I was recently introduced to the stringr and rebus R packages when I took a string manipulation course from DataCamp. I thoroughly enjoyed pattern matching with regular expressions and after a few examples using the babynames data package, I was hooked on name patterns.
stringr, rebus, babynames packages
library(stringr)
library(rebus)
library(babynames)
library(dplyr)
library(pander)
The stringr package has string operation functions that are very useful for string patterns. The rebus package provides a simple way of building regular expressions, or regex (a sequece of characters that define a search pattern).

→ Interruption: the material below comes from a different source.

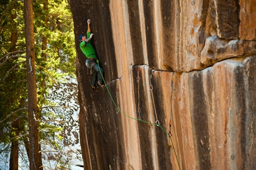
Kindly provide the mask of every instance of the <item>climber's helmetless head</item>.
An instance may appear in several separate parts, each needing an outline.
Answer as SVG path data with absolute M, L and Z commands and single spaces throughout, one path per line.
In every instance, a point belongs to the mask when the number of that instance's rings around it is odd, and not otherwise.
M 82 42 L 83 40 L 86 39 L 86 37 L 85 36 L 84 36 L 83 34 L 81 34 L 79 36 L 79 37 L 78 39 L 79 39 L 79 41 L 80 42 Z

The babynames package contains a dataset of names given to babies born in the US for the years 1880 until 2015. I’m including the dplyr package for filtering purposes.
Matching patterns in names
I’ve always had a fascination with names. When I was a kid I found a book of baby names my parents had used and went through every page over and over looking for names I liked. When I was pregnant with my daughter I did a lot of name research, gathering details like popularity, origins, and how people who have that name liked it. I kept this data in a sortable spreadsheet. I wasn’t using R much at the time and certainly didn’t know about the babynames package (if it even existed in 2013 – 2014!). It’s probably best that I didn’t have access to this information at the time, or I would likely have done nothing else for months.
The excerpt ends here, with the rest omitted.